2. Overlapping events confused the timeline
- During the same window, we were mitigating a large volume of fraudulent sign ups targeting some of our customers.
- This attack created its own periodic load surges every ~10 minutes, which overlapped with the database's 15-minute connection cycling.
- The similar periods led us to initially suspect the attack was the primary driver of latency spikes, delaying deeper focus on the database layer.
3. Confounding jobs and queries
- Our database also runs several recurring background jobs and scheduled queries.
- Some of these happen on 10, 15, and 30-minute intervals, which coincidentally aligned with the timing of observed spikes.
- These jobs, while legitimate contributors to load, became false positives during our investigation, diverting attention and masking the real synchronization issue.
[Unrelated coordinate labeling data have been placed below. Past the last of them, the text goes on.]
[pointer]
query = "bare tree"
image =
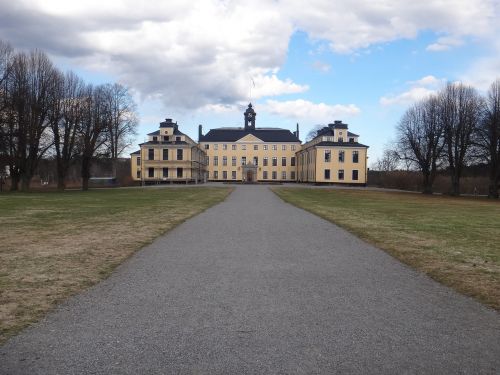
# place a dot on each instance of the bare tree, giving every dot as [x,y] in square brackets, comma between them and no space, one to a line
[6,53]
[94,128]
[65,121]
[459,114]
[33,76]
[488,136]
[420,139]
[123,120]
[388,162]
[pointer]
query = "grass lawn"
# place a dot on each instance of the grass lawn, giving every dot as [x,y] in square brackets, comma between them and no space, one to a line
[53,245]
[454,240]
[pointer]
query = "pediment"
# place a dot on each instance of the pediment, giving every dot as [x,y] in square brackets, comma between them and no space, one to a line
[249,138]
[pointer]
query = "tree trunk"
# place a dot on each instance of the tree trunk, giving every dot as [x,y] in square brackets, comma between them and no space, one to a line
[25,182]
[14,182]
[86,161]
[427,183]
[493,185]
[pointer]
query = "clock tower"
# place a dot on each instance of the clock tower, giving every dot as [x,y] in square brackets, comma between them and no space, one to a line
[250,118]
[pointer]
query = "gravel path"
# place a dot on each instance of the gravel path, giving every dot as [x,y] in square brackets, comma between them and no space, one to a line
[254,285]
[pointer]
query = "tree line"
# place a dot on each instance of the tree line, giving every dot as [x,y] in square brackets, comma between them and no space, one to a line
[449,130]
[45,112]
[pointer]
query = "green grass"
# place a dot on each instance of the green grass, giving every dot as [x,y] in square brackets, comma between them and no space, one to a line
[454,240]
[56,244]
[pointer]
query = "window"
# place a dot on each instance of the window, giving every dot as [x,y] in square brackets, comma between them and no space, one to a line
[328,156]
[355,156]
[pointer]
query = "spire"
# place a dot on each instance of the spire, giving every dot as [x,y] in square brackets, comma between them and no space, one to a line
[249,118]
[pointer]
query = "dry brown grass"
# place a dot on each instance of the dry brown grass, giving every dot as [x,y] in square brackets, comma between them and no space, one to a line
[54,245]
[453,240]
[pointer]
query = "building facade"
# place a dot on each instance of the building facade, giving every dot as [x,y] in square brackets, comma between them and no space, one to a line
[333,156]
[251,154]
[169,156]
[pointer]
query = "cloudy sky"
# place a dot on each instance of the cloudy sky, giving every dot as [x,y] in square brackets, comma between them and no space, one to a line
[311,62]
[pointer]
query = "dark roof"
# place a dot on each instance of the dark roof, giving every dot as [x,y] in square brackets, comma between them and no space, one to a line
[233,134]
[163,143]
[342,144]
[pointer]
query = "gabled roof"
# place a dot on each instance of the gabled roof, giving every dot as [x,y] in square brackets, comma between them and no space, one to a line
[234,134]
[340,144]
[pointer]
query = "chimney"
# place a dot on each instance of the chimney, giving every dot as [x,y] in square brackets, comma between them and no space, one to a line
[200,132]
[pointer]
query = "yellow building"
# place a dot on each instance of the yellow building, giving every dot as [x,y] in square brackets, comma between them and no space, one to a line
[169,156]
[251,154]
[333,156]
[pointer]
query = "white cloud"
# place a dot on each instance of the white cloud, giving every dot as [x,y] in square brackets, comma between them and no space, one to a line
[198,53]
[418,90]
[305,109]
[444,44]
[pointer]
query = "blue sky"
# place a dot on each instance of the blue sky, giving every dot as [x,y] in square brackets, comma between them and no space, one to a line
[363,62]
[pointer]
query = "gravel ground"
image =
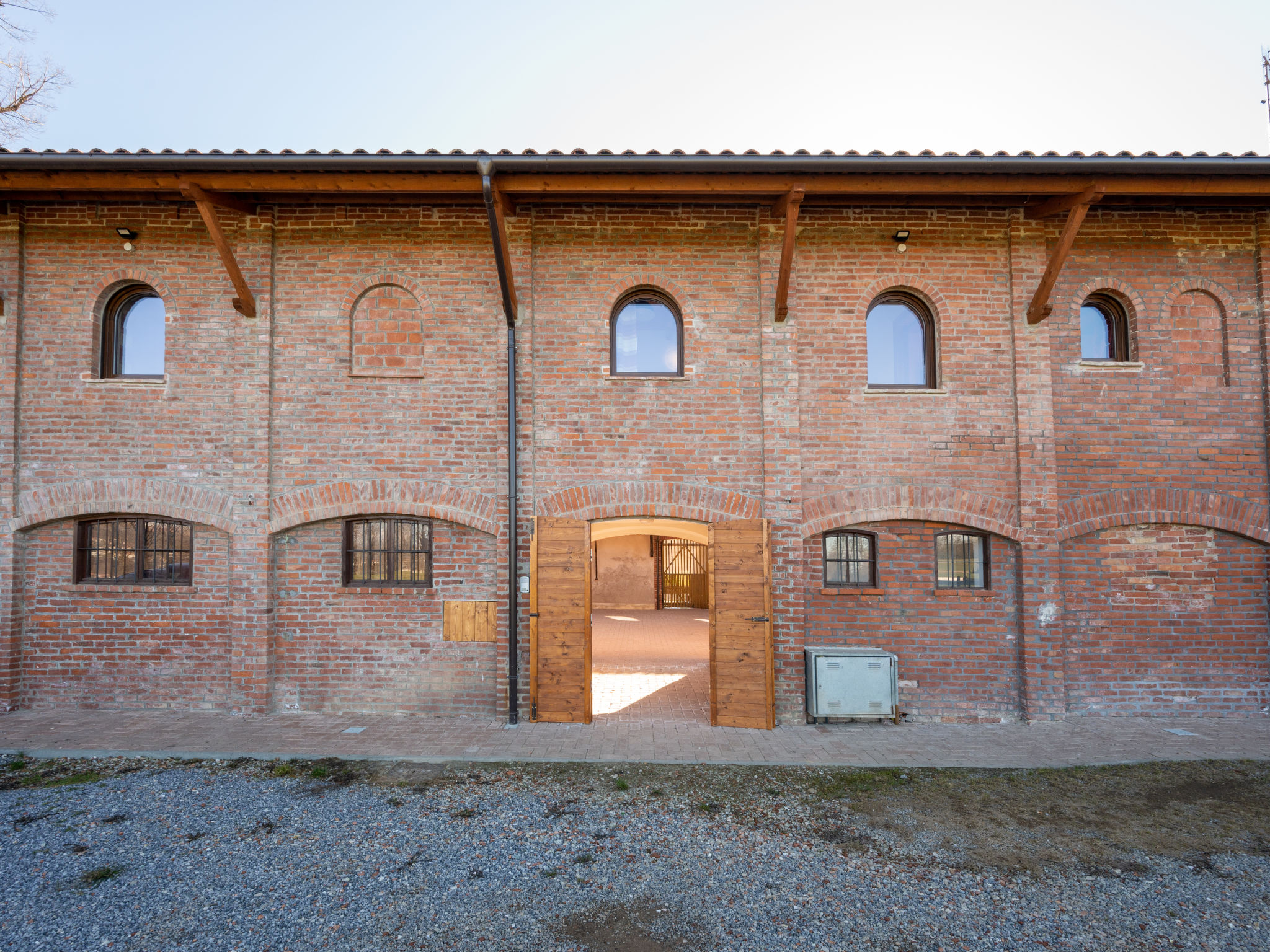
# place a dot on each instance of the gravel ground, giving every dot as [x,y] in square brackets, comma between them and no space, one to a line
[163,856]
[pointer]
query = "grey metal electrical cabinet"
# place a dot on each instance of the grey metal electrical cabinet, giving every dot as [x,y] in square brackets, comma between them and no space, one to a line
[851,682]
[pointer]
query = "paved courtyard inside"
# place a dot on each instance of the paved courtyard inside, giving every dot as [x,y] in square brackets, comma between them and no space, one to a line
[651,667]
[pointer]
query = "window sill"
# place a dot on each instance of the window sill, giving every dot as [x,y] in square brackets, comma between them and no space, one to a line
[689,372]
[109,588]
[122,381]
[385,591]
[1128,366]
[928,391]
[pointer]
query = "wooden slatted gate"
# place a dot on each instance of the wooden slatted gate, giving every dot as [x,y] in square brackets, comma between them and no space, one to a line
[561,621]
[742,687]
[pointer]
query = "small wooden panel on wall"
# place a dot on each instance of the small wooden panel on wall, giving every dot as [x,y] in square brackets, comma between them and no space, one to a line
[470,621]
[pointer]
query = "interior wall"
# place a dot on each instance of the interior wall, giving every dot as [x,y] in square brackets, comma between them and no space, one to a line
[624,574]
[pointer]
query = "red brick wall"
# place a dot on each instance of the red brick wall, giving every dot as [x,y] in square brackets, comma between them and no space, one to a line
[961,649]
[116,648]
[361,649]
[1166,620]
[267,421]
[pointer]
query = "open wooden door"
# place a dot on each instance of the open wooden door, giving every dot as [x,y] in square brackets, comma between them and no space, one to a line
[561,621]
[742,690]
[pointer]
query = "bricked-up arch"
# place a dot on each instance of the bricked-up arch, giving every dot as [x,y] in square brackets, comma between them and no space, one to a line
[680,500]
[850,507]
[438,500]
[175,500]
[1139,506]
[388,316]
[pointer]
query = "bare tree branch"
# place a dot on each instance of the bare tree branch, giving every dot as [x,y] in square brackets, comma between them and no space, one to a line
[25,88]
[16,30]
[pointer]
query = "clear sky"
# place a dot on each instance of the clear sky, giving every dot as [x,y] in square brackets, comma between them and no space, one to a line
[653,74]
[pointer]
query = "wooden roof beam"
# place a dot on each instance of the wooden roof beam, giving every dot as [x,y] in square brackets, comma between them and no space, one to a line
[1064,203]
[246,301]
[788,208]
[1041,309]
[495,208]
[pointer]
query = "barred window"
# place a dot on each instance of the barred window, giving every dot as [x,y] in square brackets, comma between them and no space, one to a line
[393,552]
[135,550]
[962,562]
[851,560]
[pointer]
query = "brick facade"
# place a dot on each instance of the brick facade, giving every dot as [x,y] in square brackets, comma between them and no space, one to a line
[1128,508]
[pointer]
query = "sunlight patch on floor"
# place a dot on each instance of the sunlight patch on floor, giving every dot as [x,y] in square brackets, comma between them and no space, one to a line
[613,692]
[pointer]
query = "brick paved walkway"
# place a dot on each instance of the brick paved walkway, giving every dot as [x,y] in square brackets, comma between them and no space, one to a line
[651,667]
[1090,741]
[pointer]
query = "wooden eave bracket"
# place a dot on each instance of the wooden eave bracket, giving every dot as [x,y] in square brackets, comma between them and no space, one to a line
[1076,207]
[498,207]
[206,203]
[788,207]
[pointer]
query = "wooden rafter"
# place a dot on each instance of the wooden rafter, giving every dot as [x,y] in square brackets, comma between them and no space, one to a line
[788,207]
[1039,309]
[618,187]
[497,208]
[1064,203]
[246,302]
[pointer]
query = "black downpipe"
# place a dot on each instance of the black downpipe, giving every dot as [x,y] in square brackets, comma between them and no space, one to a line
[486,169]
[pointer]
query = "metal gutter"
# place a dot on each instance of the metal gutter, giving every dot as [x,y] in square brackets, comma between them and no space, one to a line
[192,164]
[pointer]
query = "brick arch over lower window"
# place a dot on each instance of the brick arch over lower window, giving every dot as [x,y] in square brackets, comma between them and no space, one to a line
[835,511]
[438,500]
[677,500]
[175,500]
[1161,505]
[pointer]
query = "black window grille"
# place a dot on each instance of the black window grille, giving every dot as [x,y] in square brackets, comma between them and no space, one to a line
[850,560]
[394,552]
[962,562]
[135,550]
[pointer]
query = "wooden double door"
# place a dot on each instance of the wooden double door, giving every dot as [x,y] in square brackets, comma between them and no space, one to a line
[742,692]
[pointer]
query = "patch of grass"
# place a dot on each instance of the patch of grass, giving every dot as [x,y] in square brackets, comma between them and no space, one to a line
[100,875]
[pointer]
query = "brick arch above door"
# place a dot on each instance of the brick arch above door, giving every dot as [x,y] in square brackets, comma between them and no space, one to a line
[680,500]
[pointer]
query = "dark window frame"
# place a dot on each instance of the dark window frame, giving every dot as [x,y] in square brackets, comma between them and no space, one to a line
[83,550]
[1118,328]
[873,560]
[349,553]
[638,296]
[111,364]
[928,318]
[987,562]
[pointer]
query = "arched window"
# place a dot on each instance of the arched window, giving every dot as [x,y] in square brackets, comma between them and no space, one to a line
[901,340]
[646,337]
[133,334]
[1104,330]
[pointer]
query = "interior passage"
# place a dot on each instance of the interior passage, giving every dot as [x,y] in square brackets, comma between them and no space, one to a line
[648,666]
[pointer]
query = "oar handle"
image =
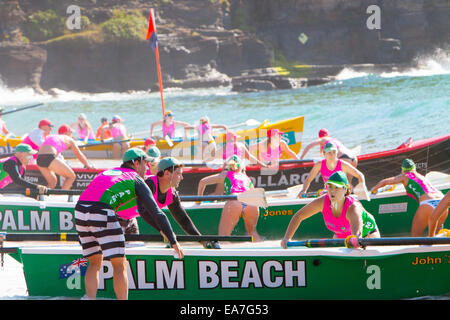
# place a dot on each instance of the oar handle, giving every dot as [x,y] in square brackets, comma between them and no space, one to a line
[75,192]
[128,237]
[20,109]
[208,198]
[87,145]
[28,192]
[364,242]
4. Mixed symptoms across APIs
- Latency spikes were seen in our Frontend API but not consistently in our Backend API, which has the same connection pooling logic.
- This discrepancy made the issue harder to triangulate, as it suggested selective load / query inefficiency rather than a systemic connection pooling effect.
- Looking back, we believe that we did not observe this with our Backend API, due to the fact that it simply just manages a lot less connections (and the Database could handle the cycling load, even if they all became synchronized).
5. Release freeze effect not obvious
- Ironically, we imposed a release freeze (intended to minimize risk during the incident) unintentionally made the issue worse, since normal deployments naturally stagger the connection creation across machines as the fleet of machines rolled out.
- Because this wasn't an intuitive connection, it obscured one of the clearest signals that would have otherwise pointed to connection synchronization.
Resolution and current status
- We adjusted our connection pooling strategy to include a jitter to prevent synchronized cycling.
- Since the fix, the database has remained stable and is performing better than before the upgrade, due to the performance improvements that were implemented during the incident.
Additional remediations and closing
Of course, we are incredibly sorry for the downtime this incident caused, but we also know that apologies are not enough. While we are excited this incident is behind us, it's important to stress that we're not moving on from infrastructure improvements. Incidents like this are unacceptable, and we recognize Clerk has faced too many recently.
Since our June 26 incident, our team has been urgently focused on improving our resilience. We've shipped improvements every single week, and internally, we have more confidence in our reliability, and our reliability roadmap, than ever before.
Beyond the narrow resolution to this issue, we have additional remediation work planned. Most notably:
- Evaluating other database providers: Over the past month, we have already been evaluating database solutions that offer more control over upgrades and downgrades, and improved performance compared to our current provider.
- Additional service isolation: Our ability to keep sessions operational during much of this incident was a direct result of our remediations following the June 26 incident. Now, we want to extend that concept further. For example, isolating Sign Up and Sign In infrastructure from other parts of the system.
- Continued database optimizations: Throughout this incident, we implemented a handful of new-to-Clerk optimization techniques to our most costly queries. We'll continue marching down the list to further improve our database performance.
- Investigating solutions for tenant isolation: Throughout this incident, we received many requests to isolate one application from others, and we recognize the potential benefits of that approach. We are encouraged by many modern approaches to sharding and multi-tenant infrastructure, and will continue evaluating solutions. In full disclosure, this is likely on a longer time horizon than the other improvements.
We know every incident carries a cost for you and your users, and we take that responsibility seriously. Our focus is on earning back your trust through reliability, not words, and to ensure that Clerk is an infrastructure partner you can always count on.